Le président tchadien Mahamat Idriss Déby Itno a engagé une série de mesures disciplinaires d’une rare sévérité au sein de l’appareil sécuritaire, alors que le pays traverse une période de vives tensions politiques et ethniques, attisées par la guerre au Soudan voisin. Dans une série de décrets rendus publics lundi 14 avril 2025, une dizaine d’officiers supérieurs des forces de défense et de sécurité, ainsi que trois membres de la police nationale, ont été radiés pour “faute grave”, parmi eux plusieurs figures éminentes issues du clan Zaghawa, dont le général d’armée Abdelrahim Bahar Mahamat Itno, cousin du chef de l’État.
Cette purge marque un tournant dans la gestion autoritaire et de plus en plus centralisée du pouvoir par Mahamat Déby, héritier du régime instauré par son père, Idriss Déby Itno, il y a plus de trois décennies. Elle survient dans un contexte explosif, où les divisions internes au sein même du clan présidentiel croisent les lignes de fracture régionales, ethniques et militaires, sur fond d’un conflit soudanais qui s’enlise et déstabilise toute la bande sahélo-saharienne.
La radiation du général Abdelrahim Bahar Mahamat Itno est sans doute l’événement le plus symbolique de cette vague de sanctions. Cousin du président et homme influent au sein de la hiérarchie militaire, il est accusé d’avoir tenu des propos hostiles au régime dans des cercles communautaires zaghawa. Ce geste, lourd de signification, révèle l’ampleur des tensions au sein même du groupe ethnique dominant le Tchad depuis 1990, et qui avait longtemps fait bloc derrière la famille Déby.
La communauté zaghawa, bien que minoritaire démographiquement, contrôle l’essentiel des leviers sécuritaires et militaires du pays depuis l’arrivée au pouvoir d’Idriss Déby. Mais la guerre civile au Soudan, où vivent également des populations zaghawa soudanaises, a ravivé des clivages et des loyautés transfrontalières.
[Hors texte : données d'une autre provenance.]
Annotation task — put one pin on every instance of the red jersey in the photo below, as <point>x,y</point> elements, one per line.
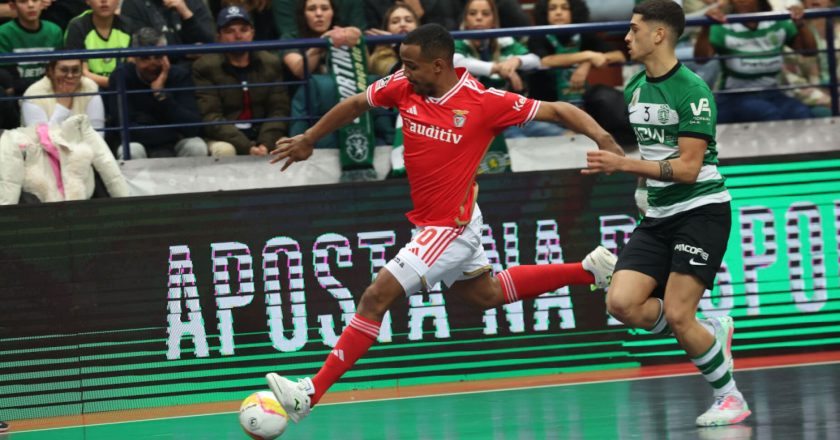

D’un côté, le président Déby est accusé, notamment par des organisations locales et des analystes internationaux, de soutenir discrètement les Forces de Soutien Rapide (FSR) du général Mohamed Hamdane Daglo, dit “Hemedti”, via des canaux de livraisons d’armes qui passeraient par les Émirats arabes unis. De l’autre, plusieurs figures militaires zaghawa au Tchad, en désaccord avec cette ligne, exprimeraient leur solidarité avec l’armée régulière soudanaise dirigée par le général Abdel Fattah al-Burhane.
La guerre civile au Soudan, entrée dans sa troisième année le 15 avril 2025, a fait plus de 70 000 morts et provoqué le déplacement de près de 11 millions de personnes, selon l’ONU. L’onde de choc de ce conflit s’étend bien au-delà de Khartoum ou de Darfour. Au Tchad, pays frontalier, les conséquences sont à la fois humanitaires, militaires et politiques.
La présence de groupes rebelles zaghawa à El Fasher, bastion stratégique du Darfour, inquiète au plus haut niveau de l’État tchadien. Ces groupes seraient dirigés par Ousman Dillo, frère de Yaya Dillo, opposant farouche au régime et tué en 2024 lors d’une opération militaire controversée à N’Djamena. Certains y voient les prémices d’une revanche familiale et communautaire, dans une région historiquement poreuse aux alliances transfrontalières.
Ce climat n’est pas sans rappeler les heures sombres de 2008, lorsque des rebelles venus du Soudan avaient menacé de renverser Idriss Déby à N’Djamena, avant que l’intervention militaire française ne sauve in extremis le régime. Aujourd’hui, le scénario d’une résurgence de ce type de menace n’est plus exclu, d’où la volonté de Mahamat Déby de verrouiller son entourage et d’écarter toute figure soupçonnée de dissidence.